During his speech to the Munich Security Conference in 2007, Russian President Vladimir Putin made a prediction that many in the West dismissed. He said the Western system of alliances — with its “one master, one sovereign” sitting in Washington, D.C. — would eventually “destroy itself from within.”

That speech has aged remarkably well. Twelve years on, as world leaders gathered in Munich again for their annual summit, the Europeans in attendance admitted that Putin had been right. As German Chancellor Angela Merkel put on Feb. 16, the global order had “collapsed into many tiny parts.”

That seemed clear enough from the disputes that raged throughout the Munich forum between the U.S. and its European allies, ranging from issues of trade to climate change and nuclear arms. Russia and other American rivals seized the chance to pry the West even further apart.

“It’s Diplomacy 101,” Ernest Moniz, the veteran U.S. nuclear negotiator and former Secretary of Energy under President Barack Obama, told TIME after attending several of the closed-door sessions with European diplomats. “If a wedge opens up, you exploit it. You drive it as deep as you can.”

Russia and China both put that tactic to use in Munich. Yang Jiechi, the attending member of China’s Politburo, urged his “strategic partners” in Europe to break their dependence on U.S. technology. “We should reject technological hegemony,” he told the crowd of European leaders, appealing for support in China’s escalating trade war with the U.S. and, in particular, the dispute over Huawei, the Chinese industrial giant which the U.S. has accused of violating sanctions and stealing Western technology. “Power politics should be rejected,” Yang added.

Russia made a similar appeal. The head of its delegation, Foreign Minister Sergei Lavrov, even suggested building a “shared European home” with Russia that would leave the Americans out. Iran also got in on the action, with Mohammed Javad Zarif, its top diplomat, urging Europe’s leaders not to “succumb” to the bullying of the Trump Administration.

Zarif’s most immediate goal in Munich was to salvage the nuclear agreement that Trump withdrew from last year. Despite intense pressure from the White House, the Europeans have stood with Iran on that issue. France, Germany and the U.K. have even continued to trade with Iran in circumvention of U.S. sanctions.
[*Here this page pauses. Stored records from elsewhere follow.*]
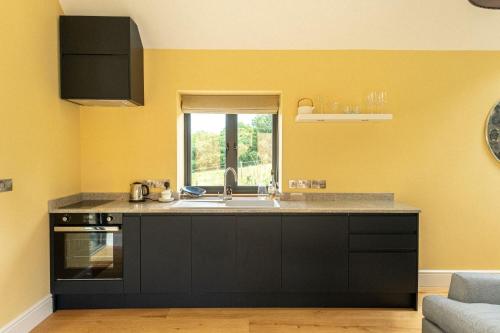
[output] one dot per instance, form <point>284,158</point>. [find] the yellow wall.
<point>432,155</point>
<point>39,149</point>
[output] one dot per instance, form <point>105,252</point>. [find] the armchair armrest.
<point>475,288</point>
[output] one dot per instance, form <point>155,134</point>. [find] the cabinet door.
<point>214,253</point>
<point>165,254</point>
<point>95,76</point>
<point>259,253</point>
<point>379,272</point>
<point>315,253</point>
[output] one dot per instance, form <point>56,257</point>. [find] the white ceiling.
<point>304,24</point>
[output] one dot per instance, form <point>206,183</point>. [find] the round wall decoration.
<point>493,131</point>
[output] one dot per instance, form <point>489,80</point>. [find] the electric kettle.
<point>138,192</point>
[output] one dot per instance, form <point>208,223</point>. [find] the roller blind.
<point>230,104</point>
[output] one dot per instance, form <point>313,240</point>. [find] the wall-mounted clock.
<point>493,131</point>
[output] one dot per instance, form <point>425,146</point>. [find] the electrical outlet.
<point>5,185</point>
<point>303,183</point>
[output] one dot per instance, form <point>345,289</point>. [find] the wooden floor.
<point>255,320</point>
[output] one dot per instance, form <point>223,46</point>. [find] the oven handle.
<point>86,229</point>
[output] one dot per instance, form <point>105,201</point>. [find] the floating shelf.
<point>342,117</point>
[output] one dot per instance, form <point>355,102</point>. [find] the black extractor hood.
<point>492,4</point>
<point>101,61</point>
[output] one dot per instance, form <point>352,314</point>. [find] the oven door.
<point>88,252</point>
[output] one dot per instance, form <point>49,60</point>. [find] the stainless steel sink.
<point>218,203</point>
<point>252,203</point>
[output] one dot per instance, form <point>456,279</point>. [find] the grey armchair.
<point>472,306</point>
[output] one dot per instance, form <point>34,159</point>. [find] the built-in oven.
<point>88,246</point>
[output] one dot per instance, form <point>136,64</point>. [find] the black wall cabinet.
<point>101,61</point>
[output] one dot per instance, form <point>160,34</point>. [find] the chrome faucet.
<point>225,195</point>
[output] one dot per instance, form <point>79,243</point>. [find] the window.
<point>246,142</point>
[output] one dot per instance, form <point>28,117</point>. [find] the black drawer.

Chancellor Merkel insisted that Germany would stick with that position. She also echoed the Chinese delegate in defending free trade in a globalized economy. “We have to fight for multilateralism,” Merkel said, invoking a term that Yang, the Politburo member, used at least 20 times in his speech.
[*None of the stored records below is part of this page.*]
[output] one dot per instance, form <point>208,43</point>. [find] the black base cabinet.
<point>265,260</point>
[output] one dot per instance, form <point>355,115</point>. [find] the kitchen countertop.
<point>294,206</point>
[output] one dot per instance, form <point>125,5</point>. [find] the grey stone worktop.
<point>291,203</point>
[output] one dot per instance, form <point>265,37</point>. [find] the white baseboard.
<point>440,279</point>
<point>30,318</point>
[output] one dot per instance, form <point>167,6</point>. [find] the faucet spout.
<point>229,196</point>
Despite fierce U.S. objections, the Europeans have continued building bridges to the East. Russia’s new gas pipeline to Germany – North Stream 2 – is expected to make Europeans even more reliant on Russia for energy. China’s global infrastructure project – known as the Belt and Road initiative – will soon bind its economy much more closely to that of Europe, an aim that Merkel intends to promote when her country holds the European Union presidency next year.
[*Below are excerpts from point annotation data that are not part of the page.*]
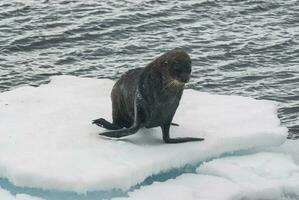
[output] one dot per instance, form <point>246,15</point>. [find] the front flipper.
<point>167,139</point>
<point>127,131</point>
<point>105,124</point>
<point>121,133</point>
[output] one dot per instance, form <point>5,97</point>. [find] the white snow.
<point>5,195</point>
<point>47,139</point>
<point>267,176</point>
<point>187,187</point>
<point>260,176</point>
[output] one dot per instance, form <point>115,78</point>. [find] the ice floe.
<point>47,140</point>
<point>5,195</point>
<point>264,175</point>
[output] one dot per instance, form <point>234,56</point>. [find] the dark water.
<point>248,48</point>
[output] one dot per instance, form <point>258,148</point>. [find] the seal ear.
<point>165,63</point>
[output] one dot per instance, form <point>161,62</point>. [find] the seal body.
<point>149,97</point>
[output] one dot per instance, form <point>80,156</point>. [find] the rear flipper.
<point>174,124</point>
<point>105,124</point>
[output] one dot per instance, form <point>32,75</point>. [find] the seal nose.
<point>185,78</point>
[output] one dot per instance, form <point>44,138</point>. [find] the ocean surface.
<point>248,48</point>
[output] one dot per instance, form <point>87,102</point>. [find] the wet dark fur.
<point>148,97</point>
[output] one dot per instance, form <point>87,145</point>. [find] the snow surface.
<point>5,195</point>
<point>47,139</point>
<point>264,175</point>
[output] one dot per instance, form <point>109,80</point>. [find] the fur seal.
<point>149,96</point>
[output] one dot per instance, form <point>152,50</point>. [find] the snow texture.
<point>5,195</point>
<point>264,175</point>
<point>47,139</point>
“The Americans expect the Europeans to follow along,” says Thomas Kleine-Brockhoff, the head of the Berlin office of the German Marshall Fund of the United States. “They will find that Europe won’t.”

Many Europeans support that approach. A Pew Research survey published on Feb. 15 found that only around 10% of people in France and Germany have faith in Trump’s handling of global affairs; they are two or three times more likely to trust the leaders of Russia and China.

The visit from Vice President Mike Pence, who led the U.S. delegation to Munich, does not seem likely to change that. In a message that many in the audience perceived as a veiled threat, he warned the Europeans that they would only hurt their own security by making deals with Russia and China.

“We cannot ensure the defense of the West if our allies grow dependent on the East,” Pence said. But whether the U.S. likes it or not, that dependence is already growing. As their ties with the Trump Administration grow more fraught, the Europeans are finding easy friends among America’s traditional enemies.